Aug 8, 2010

Don't Build the "9-11 Mosque"... But, then (to be fair), Remove All Churches from "Sensitive" Areas Around the World Too!

Is the US a Christian country? I mean it in a legal, constitutional sense, not that the majority of its citizens are Christians. According to our Constitution, and the intent of the founders, the US is a secular country that separates religion from the state, whereas the government cannot favor one religion over another, and that every person here can freely choose to take any religion or laugh & scorn all of them. This is a fundamental American right. Why should we turn it into a privilege?

If this country respects this principle, then a church, a mosque, or an altar to Zeus can be built. The same rules should apply to every religion, sect, or any fantastical organization--not only to the "privileged" ones who happen to be Christians. 

Soon the discussion centered around the issue of whose hat was the best

I hear a lot about respect. That the Muslim center (which will include a mosque) is disrespectful to the victims of 9-11 by being built some 2 blocks away from the site. What is the rule here? I don't see the reason for objecting--other than our government shouldn't be subsidizing any religious organization by offering tax-free status. But this should apply to all religions. 

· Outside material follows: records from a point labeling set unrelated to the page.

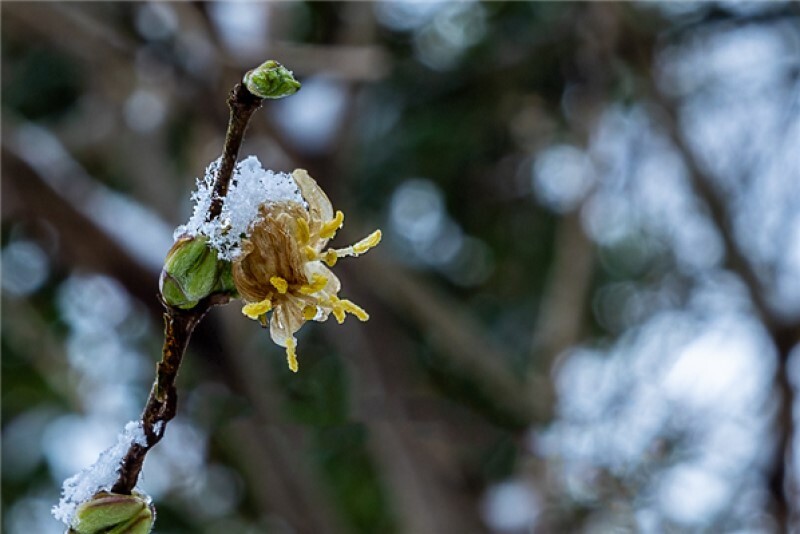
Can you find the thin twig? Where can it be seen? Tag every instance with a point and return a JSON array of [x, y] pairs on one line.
[[179, 324], [243, 104]]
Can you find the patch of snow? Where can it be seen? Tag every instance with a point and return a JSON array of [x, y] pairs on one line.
[[251, 186], [100, 476]]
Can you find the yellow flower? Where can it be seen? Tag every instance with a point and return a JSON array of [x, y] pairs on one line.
[[283, 265]]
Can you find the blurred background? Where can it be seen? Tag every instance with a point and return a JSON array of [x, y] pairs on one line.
[[584, 310]]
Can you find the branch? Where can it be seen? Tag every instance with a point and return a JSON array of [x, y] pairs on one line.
[[179, 324], [242, 104]]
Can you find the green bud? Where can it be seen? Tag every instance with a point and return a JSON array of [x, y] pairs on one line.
[[271, 80], [190, 273], [225, 283], [109, 513]]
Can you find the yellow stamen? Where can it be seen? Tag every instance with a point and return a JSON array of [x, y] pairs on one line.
[[256, 309], [328, 229], [354, 309], [311, 254], [368, 242], [291, 355], [336, 308], [279, 283], [303, 231], [318, 283], [359, 248]]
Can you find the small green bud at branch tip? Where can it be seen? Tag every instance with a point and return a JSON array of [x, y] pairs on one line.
[[271, 80], [191, 272]]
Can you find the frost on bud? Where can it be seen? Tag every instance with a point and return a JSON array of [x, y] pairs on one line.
[[192, 272], [271, 80], [110, 513]]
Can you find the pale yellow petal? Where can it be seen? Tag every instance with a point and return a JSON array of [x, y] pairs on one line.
[[319, 206]]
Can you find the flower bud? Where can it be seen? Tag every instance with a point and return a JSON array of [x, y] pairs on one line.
[[271, 80], [191, 272], [111, 513]]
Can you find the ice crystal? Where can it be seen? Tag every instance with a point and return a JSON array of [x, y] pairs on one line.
[[251, 187], [100, 476]]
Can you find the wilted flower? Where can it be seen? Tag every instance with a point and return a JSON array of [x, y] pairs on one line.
[[274, 228]]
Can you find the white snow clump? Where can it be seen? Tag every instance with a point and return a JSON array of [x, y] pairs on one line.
[[250, 187], [100, 476]]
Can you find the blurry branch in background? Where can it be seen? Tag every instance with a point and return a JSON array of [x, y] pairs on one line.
[[455, 334], [784, 333], [27, 196], [559, 325]]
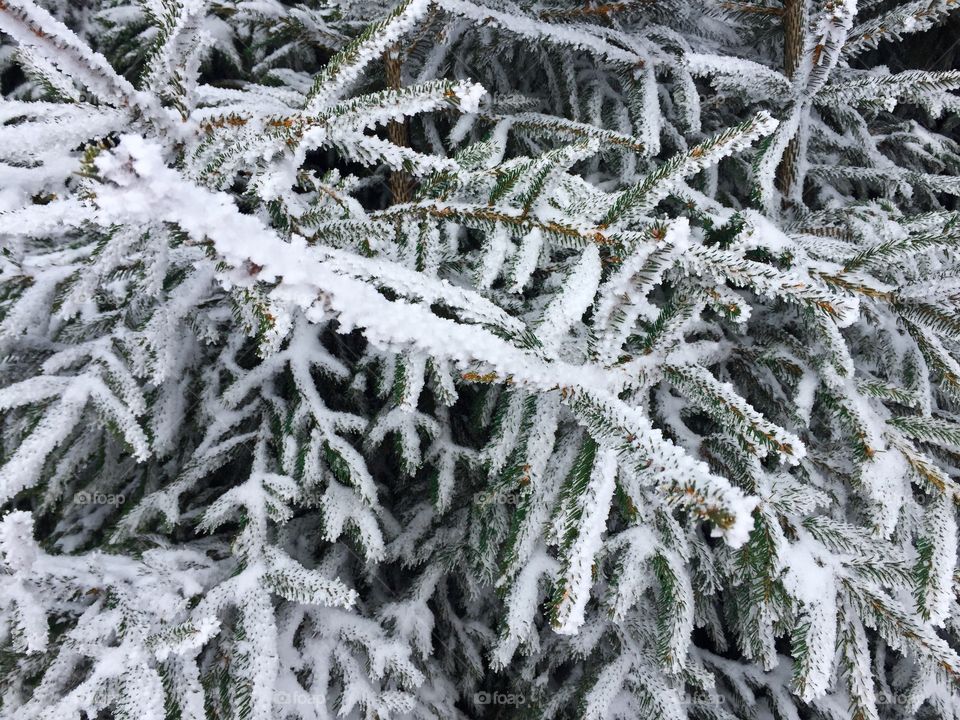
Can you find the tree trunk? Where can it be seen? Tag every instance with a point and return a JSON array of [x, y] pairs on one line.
[[793, 17], [401, 184]]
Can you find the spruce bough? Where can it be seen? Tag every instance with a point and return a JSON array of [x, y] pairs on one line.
[[484, 360]]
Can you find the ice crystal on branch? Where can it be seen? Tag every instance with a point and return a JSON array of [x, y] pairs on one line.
[[471, 359]]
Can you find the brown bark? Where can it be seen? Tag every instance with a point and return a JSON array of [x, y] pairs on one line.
[[401, 184], [792, 51]]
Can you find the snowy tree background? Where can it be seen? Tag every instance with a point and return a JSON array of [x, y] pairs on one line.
[[456, 359]]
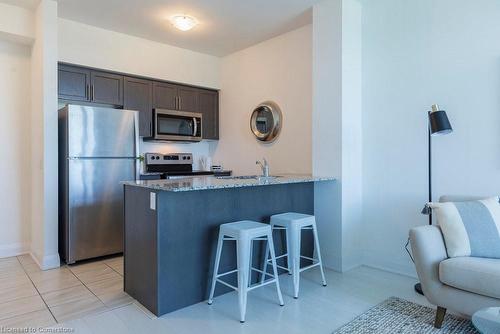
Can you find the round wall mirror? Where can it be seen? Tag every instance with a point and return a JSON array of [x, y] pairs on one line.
[[266, 120]]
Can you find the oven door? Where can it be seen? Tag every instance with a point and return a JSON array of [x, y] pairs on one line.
[[175, 125]]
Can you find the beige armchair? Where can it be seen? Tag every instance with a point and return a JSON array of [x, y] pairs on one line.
[[462, 284]]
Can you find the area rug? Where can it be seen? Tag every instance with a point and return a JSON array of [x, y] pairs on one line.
[[401, 316]]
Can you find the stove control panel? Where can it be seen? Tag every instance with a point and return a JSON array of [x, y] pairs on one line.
[[168, 159]]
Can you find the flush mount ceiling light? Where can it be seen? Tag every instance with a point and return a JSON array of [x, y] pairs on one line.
[[184, 22]]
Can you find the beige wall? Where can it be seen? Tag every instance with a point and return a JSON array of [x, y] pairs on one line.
[[280, 70]]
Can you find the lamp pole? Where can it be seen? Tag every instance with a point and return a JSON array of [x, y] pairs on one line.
[[438, 124], [429, 142]]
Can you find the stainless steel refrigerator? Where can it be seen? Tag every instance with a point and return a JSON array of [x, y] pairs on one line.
[[98, 148]]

You do know that all the main three Abrahamic religions (and most others) are mutually exclusive, right? Every single one of them professes to hold the absolute truth and the only way to salvation. All those outside this faith are condemned to go to hell. When any of those religions dominated the government it usually implemented persecutions against the infidels and the non-believers. This isn't respect. It's dogmatic. Therefore, every religion a priori is against the others. 

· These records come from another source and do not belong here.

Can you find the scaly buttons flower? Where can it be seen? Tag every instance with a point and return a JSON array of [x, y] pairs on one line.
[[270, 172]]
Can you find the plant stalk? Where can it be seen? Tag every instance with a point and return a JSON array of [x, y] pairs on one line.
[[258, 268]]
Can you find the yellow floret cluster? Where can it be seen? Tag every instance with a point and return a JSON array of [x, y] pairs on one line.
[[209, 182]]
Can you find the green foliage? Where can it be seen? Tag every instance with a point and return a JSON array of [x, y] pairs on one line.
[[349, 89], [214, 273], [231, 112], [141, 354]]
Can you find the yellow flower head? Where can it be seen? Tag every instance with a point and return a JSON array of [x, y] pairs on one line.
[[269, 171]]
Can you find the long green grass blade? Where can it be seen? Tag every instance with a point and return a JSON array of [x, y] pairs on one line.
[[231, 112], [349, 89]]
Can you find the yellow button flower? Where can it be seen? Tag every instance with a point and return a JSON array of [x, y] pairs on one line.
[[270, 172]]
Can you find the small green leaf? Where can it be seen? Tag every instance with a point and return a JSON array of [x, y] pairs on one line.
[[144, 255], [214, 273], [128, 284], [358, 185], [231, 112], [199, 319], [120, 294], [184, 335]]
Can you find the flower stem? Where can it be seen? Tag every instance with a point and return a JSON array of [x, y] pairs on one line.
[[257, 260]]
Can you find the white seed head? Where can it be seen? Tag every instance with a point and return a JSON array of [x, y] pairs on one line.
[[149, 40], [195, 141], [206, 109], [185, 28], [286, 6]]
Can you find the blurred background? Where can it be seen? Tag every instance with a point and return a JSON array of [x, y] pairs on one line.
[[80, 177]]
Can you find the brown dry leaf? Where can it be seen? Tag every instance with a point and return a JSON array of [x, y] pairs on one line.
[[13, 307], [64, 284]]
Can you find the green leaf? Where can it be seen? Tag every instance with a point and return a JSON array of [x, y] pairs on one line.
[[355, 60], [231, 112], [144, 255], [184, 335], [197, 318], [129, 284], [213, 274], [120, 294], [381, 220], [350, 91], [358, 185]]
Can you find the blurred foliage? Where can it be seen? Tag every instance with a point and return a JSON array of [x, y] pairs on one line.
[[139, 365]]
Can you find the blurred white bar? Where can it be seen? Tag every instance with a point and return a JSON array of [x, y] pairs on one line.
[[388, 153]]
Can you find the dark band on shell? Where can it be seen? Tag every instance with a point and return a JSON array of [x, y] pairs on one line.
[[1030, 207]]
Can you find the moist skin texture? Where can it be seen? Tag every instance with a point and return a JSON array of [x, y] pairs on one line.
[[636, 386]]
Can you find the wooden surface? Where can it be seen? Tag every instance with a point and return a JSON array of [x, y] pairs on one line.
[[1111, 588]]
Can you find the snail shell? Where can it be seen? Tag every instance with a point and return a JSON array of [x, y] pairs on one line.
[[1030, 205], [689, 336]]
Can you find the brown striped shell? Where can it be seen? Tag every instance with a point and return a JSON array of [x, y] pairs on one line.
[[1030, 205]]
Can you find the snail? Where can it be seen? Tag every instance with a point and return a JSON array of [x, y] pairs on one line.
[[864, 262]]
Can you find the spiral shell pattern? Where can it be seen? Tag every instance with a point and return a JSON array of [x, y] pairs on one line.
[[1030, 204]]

Interestingly enough, all three Abrahamic religions (Judaism, Christianity, Islam) entertain the justification of guilt by association. Children could pay for the sins of their parents. Also, that God can deliver collective punishment. We were told by some popular American preachers that 9-11, and hurricane Katrina was God's punishment for the gays, feminists, ACLU, and the godless hedonists.  So, yeah, collective punishment, because all are guilty of some kind of trespass....

I'm wondering whether the serious crimes some Christians have committed, some via the official Church establishment should prevent churches from being built near "sensitive" areas, like Jerusalem. The "offensive" principle should apply there too, no?
Even if I think that religion is adopting a belief system with certain obligations without reference to evidence or reason, many people do need religion so I have no problem people expressing their faith--as long as it does not being imposed on me. Fear and the need to be saved makes people behave. If hard-core criminals (many in prisons) find a god that makes them a better person, all the better for the rest of us too. If a believer gives more to charity or avoids law-breaking because he things God is watching, then it's just fine by me.

A Duke University study [link to the NYT article] just came out suggesting that contemporary mosques are a deterrent to terrorism! If it's true, then I'd say, built more of those damn things as fast as you can. Otherwise, young hot-headed Muslims may seek other venues, or may be more prone to be recruited by the jihadist fundamentalists. Obviously there is a problem with the old Islam as it was with the old Christian church. Islam hasn't had it's Protestant Reformation but there are moderate voices in it--those voices and organizations we should support and open a dialogue with.

When will the demonstrations outside the Pentagon will commence? What, you didn't know there's a mosque in there?!!  Tsk. 

Marxism needs to be revised. Religion isn't the "opium of the people" in that it may sedate reasoning but I think it's more like crack cocaine! It can make some weak people so excited as to do some crazy and stupid stuff.